Tightening the Evaluation of PAC Bounds Using Formal Verification Results
- URL: http://arxiv.org/abs/2407.20122v1
- Date: Mon, 29 Jul 2024 15:53:14 GMT
- Title: Tightening the Evaluation of PAC Bounds Using Formal Verification Results
- Authors: Thomas Walker, Alessio Lomuscio,
- Abstract summary: We take the novel approach of using the formal verification of neural systems to inform the evaluation of PAC bounds.
We show that conditioning existing bounds on verification results leads to a tightening proportional to the underlying probability mass of the verified region.
- Score: 16.671097256655777
- License: http://arxiv.org/licenses/nonexclusive-distrib/1.0/
- Abstract: Probably Approximately Correct (PAC) bounds are widely used to derive probabilistic guarantees for the generalisation of machine learning models. They highlight the components of the model which contribute to its generalisation capacity. However, current state-of-the-art results are loose in approximating the generalisation capacity of deployed machine learning models.

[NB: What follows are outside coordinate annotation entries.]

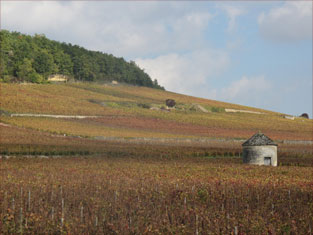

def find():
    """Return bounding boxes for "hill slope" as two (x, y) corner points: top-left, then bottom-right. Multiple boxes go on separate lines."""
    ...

(0, 30), (163, 89)
(1, 83), (312, 143)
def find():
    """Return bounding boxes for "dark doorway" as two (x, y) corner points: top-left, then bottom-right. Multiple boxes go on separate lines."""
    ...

(264, 157), (272, 166)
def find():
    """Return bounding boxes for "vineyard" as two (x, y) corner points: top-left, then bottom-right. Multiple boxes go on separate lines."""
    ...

(0, 83), (313, 141)
(0, 83), (313, 234)
(0, 155), (313, 234)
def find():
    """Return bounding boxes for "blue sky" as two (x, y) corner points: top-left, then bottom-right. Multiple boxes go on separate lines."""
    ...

(1, 1), (312, 117)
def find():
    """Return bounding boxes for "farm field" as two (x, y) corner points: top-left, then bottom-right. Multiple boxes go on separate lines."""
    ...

(0, 83), (313, 234)
(0, 155), (313, 234)
(0, 83), (313, 143)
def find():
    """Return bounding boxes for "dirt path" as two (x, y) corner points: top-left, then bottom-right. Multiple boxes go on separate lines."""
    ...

(10, 113), (101, 119)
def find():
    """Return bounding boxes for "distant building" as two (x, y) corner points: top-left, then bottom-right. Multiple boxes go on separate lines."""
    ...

(242, 132), (277, 166)
(48, 74), (69, 82)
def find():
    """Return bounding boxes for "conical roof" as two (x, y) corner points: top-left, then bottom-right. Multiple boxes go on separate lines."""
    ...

(242, 132), (277, 146)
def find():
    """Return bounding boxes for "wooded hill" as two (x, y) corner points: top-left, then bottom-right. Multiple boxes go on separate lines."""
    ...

(0, 30), (164, 89)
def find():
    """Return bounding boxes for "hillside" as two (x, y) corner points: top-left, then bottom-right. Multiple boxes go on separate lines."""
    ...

(0, 30), (163, 89)
(1, 83), (312, 140)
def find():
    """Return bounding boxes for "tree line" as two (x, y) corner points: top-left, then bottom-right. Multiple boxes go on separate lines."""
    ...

(0, 30), (164, 89)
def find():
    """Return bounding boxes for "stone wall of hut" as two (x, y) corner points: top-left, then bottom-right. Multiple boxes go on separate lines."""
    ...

(242, 145), (277, 166)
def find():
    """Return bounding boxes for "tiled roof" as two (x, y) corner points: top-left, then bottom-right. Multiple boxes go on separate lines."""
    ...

(242, 132), (277, 146)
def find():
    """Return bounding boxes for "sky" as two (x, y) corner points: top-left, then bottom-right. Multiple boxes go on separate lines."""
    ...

(0, 1), (312, 117)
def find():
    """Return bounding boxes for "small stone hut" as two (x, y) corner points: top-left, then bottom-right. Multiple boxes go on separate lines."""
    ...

(242, 132), (277, 166)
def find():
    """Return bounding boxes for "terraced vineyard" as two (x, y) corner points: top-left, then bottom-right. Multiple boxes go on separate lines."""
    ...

(0, 83), (313, 234)
(1, 83), (312, 140)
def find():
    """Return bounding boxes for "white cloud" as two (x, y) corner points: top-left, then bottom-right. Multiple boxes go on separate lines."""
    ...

(220, 4), (245, 33)
(136, 49), (230, 98)
(258, 1), (312, 42)
(217, 76), (272, 105)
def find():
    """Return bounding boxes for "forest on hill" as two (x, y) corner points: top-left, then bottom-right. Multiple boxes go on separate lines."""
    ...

(0, 30), (164, 89)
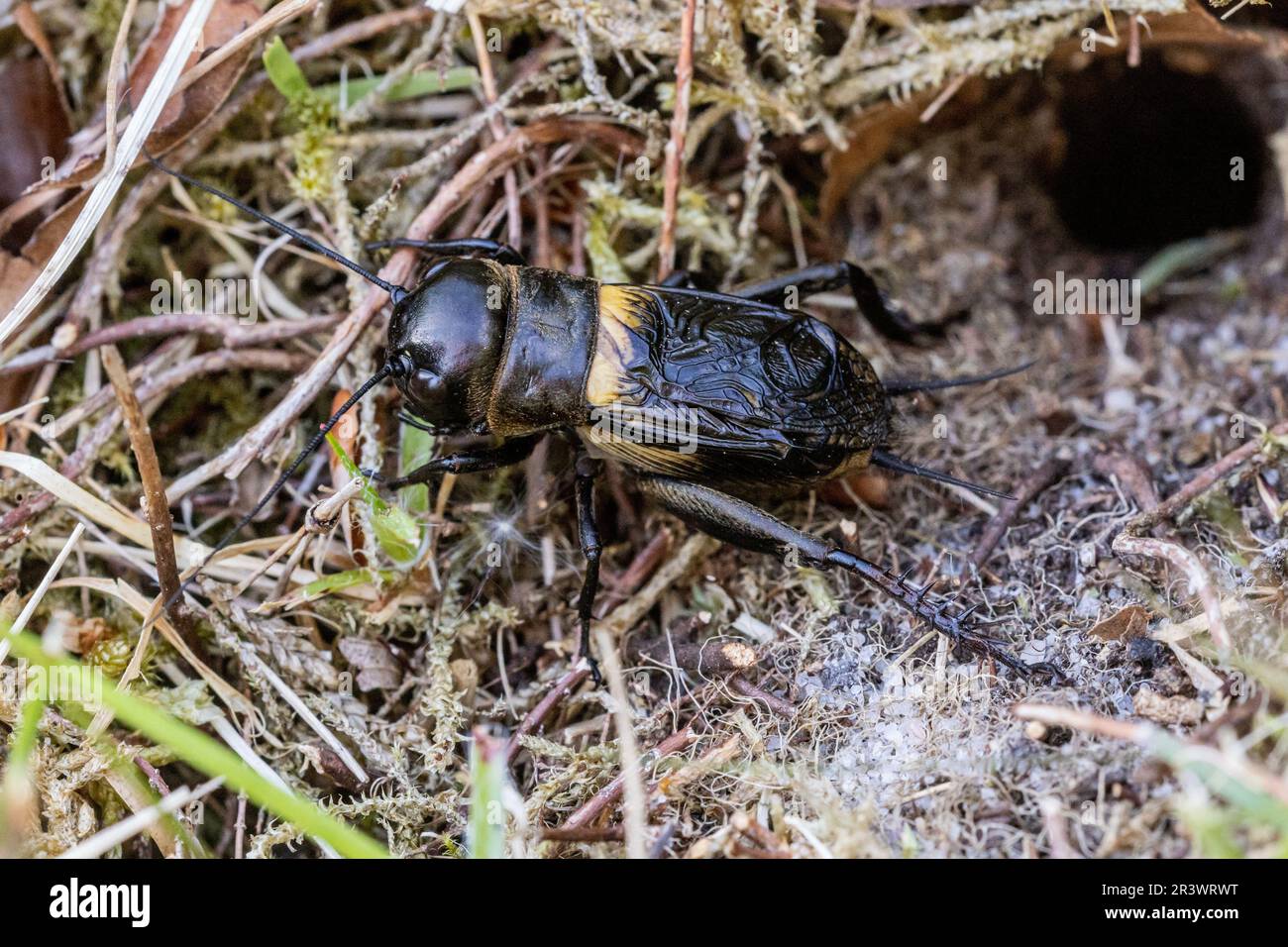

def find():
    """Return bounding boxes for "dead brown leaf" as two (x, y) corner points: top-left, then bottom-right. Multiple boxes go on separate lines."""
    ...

(1091, 605), (1149, 642)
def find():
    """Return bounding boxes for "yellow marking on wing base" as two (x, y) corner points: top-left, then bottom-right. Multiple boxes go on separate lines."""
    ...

(587, 286), (643, 407)
(599, 286), (641, 329)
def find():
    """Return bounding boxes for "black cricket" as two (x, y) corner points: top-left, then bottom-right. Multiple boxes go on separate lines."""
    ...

(151, 158), (1053, 681)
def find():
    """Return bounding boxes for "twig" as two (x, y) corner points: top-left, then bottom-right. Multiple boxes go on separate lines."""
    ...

(595, 629), (648, 860)
(0, 523), (85, 663)
(562, 727), (697, 831)
(99, 346), (202, 655)
(602, 533), (720, 639)
(639, 638), (756, 674)
(657, 0), (698, 282)
(541, 826), (626, 841)
(465, 8), (523, 250)
(592, 530), (673, 618)
(100, 0), (139, 174)
(970, 458), (1069, 569)
(1124, 421), (1288, 535)
(505, 668), (590, 763)
(170, 120), (632, 501)
(1113, 528), (1232, 655)
(0, 312), (342, 377)
(729, 677), (796, 719)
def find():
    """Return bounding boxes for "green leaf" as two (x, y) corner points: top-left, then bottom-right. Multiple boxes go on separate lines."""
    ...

(467, 727), (506, 858)
(316, 65), (480, 106)
(326, 434), (421, 566)
(265, 36), (312, 102)
(0, 620), (387, 858)
(371, 505), (420, 565)
(398, 424), (434, 513)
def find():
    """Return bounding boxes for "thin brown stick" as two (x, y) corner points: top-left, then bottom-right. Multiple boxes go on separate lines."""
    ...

(1091, 451), (1158, 511)
(970, 458), (1069, 569)
(729, 678), (796, 719)
(505, 668), (590, 763)
(597, 530), (673, 618)
(657, 0), (698, 282)
(561, 727), (697, 831)
(99, 346), (201, 655)
(102, 0), (141, 174)
(595, 629), (648, 861)
(465, 9), (523, 250)
(0, 349), (309, 549)
(1124, 421), (1288, 535)
(0, 312), (342, 377)
(541, 826), (626, 841)
(638, 638), (756, 674)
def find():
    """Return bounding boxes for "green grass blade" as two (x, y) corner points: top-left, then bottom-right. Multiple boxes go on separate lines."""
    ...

(4, 624), (387, 858)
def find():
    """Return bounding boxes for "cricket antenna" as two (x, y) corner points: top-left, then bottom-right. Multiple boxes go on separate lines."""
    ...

(881, 359), (1038, 394)
(164, 364), (394, 608)
(143, 149), (407, 305)
(872, 450), (1015, 500)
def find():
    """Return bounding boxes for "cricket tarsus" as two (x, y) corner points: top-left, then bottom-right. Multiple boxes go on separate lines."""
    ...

(884, 359), (1038, 394)
(872, 450), (1015, 500)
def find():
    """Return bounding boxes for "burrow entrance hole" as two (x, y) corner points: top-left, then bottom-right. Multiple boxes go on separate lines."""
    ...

(1052, 53), (1269, 250)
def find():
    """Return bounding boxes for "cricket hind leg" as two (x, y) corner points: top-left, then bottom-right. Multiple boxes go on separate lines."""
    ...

(733, 261), (947, 344)
(640, 476), (1059, 677)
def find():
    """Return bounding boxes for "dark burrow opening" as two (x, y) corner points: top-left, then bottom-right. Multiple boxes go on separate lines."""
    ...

Consequently, while PAC bounds are theoretically useful, their applicability for evaluating a model's generalisation property in a given operational design domain is limited. The underlying classical theory is supported by the idea that bounds can be tightened when the number of test points available to the user to evaluate the model increases. Yet, in the case of neural networks, the number of test points required to obtain bounds of interest is often impractical even for small problems. In this paper, we take the novel approach of using the formal verification of neural systems to inform the evaluation of PAC bounds. Rather than using pointwise information obtained from repeated tests, we use verification results on regions around test points. We show that conditioning existing bounds on verification results leads to a tightening proportional to the underlying probability mass of the verified region.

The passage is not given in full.